I understand: having and raising children has been the hardest experience of our lives for both my wife and me. I was cocky going into it; I thought to myself, People have had children since the dawn of time. How hard could it be? Now, I try to caution new parents that whatever they go through it’s perfectly normal and to expect to have their lives changed and their spirits stretched. Having children has tested my wife and me as individuals and as a marriage. Both of us agree that we have no idea how any single mom or dad can make it happen unless they have incredibly supportive family members around.

Data bears this out—outcomes for children raised in single-parent households are significantly more adverse in every dimension: education, income, rate of marriage, rate of divorce, health, and so on, even controlling for income of the parent. It also explains partially why 50 percent of Americans live within 18 miles of their mothers—after you have a child you scramble for family.

Frederick Douglass wrote that “It is easier to build strong children than to repair broken men.” What he left out is that it’s also very hard to build strong children. I thought starting a company was hard, but being a parent is as hard or harder. I realized that there are many similarities between being a parent and being an entrepreneur. Here is a partial list:

• Everyone’s got an opinion. But no one knows what they’re doing.

• The first two years are brutal.

• No one cares as much as you do.

• On its best days it fills you with meaning and purpose.

• People lie about it all the time.

• Choose your partner wisely.

• Heart is more important than money. But money helps.

It is very, very hard to outsource.

• You find out who your friends are. And you make some new ones.

• Occasionally the responsibility blows your mind.

• If you knew what it entailed you might not get started. But you’re glad you did.

• There will be a thousand small tasks you never imagined.

• How you spend your time is more important than what you say.

• Everything costs more than you thought it would.

• Most of the work is dirty, thankless, and gritty.

• You learn a lot about yourself. You get tested in ways that you can’t imagine.

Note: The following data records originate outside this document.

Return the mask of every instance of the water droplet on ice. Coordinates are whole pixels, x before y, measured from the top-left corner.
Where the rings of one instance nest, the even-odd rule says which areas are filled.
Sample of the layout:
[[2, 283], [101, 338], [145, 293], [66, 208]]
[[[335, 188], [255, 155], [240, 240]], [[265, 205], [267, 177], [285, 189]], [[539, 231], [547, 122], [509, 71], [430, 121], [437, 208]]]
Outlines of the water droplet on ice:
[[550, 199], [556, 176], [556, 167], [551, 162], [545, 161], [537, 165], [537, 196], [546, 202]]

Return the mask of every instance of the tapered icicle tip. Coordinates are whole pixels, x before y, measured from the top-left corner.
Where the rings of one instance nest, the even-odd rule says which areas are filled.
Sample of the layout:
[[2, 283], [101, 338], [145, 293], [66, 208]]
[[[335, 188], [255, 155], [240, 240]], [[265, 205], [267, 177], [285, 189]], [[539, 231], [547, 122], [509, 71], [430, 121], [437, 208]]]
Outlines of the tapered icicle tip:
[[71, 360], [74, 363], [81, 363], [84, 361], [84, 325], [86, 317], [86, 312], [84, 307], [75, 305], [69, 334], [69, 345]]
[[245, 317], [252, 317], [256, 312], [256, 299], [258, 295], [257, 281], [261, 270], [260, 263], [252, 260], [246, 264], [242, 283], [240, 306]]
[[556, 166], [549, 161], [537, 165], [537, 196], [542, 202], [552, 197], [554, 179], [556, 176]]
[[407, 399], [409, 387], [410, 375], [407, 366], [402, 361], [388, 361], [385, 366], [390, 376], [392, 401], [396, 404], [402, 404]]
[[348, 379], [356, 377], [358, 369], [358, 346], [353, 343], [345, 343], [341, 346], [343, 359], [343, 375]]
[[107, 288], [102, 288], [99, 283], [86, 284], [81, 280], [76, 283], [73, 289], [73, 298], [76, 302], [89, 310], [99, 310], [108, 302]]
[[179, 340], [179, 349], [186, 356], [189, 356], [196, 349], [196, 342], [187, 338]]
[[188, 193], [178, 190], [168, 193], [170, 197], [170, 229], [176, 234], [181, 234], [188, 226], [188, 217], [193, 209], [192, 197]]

• When you find someone who can really help you’re incredibly grateful.

• You have to try to make time for yourself or it won’t happen.

• Whatever your weaknesses are, they will come out.

• You think it’s fragile. But it will surprise you.

• You sometimes do things you weren’t sure you were capable of.

• When it does something great, there’s nothing like it.

• You start out all-important. Yet the goal is to make yourself irrelevant.

• People sometimes give you too much credit.

• There is a lot of noise out there, but at the end of the day it’s your call.

• It gives your life a different dimension. You grow new parts of yourself.

• It’s harder than anyone expects. It’s the best thing ever.

Entrepreneurship is defined as pursuing an opportunity without regard for resources currently under your control. Every parent pursues the best possible opportunities for his or her child while climbing over obstacles and limitations each day. So in a way, all parents are entrepreneurs.

My mind almost broke trying to build Venture for America and raise children (and stay married) simultaneously, despite my wife doing most of the hardest work. You never rest. Basically, being a parent is a ton of freaking work, and doing it alone seems inconceivably difficult. That’s what we’re setting up more and more people, most of them women, to face alone. At a time when raising and educating children and forming our human capital is of the utmost importance, we’re heading in the other direction.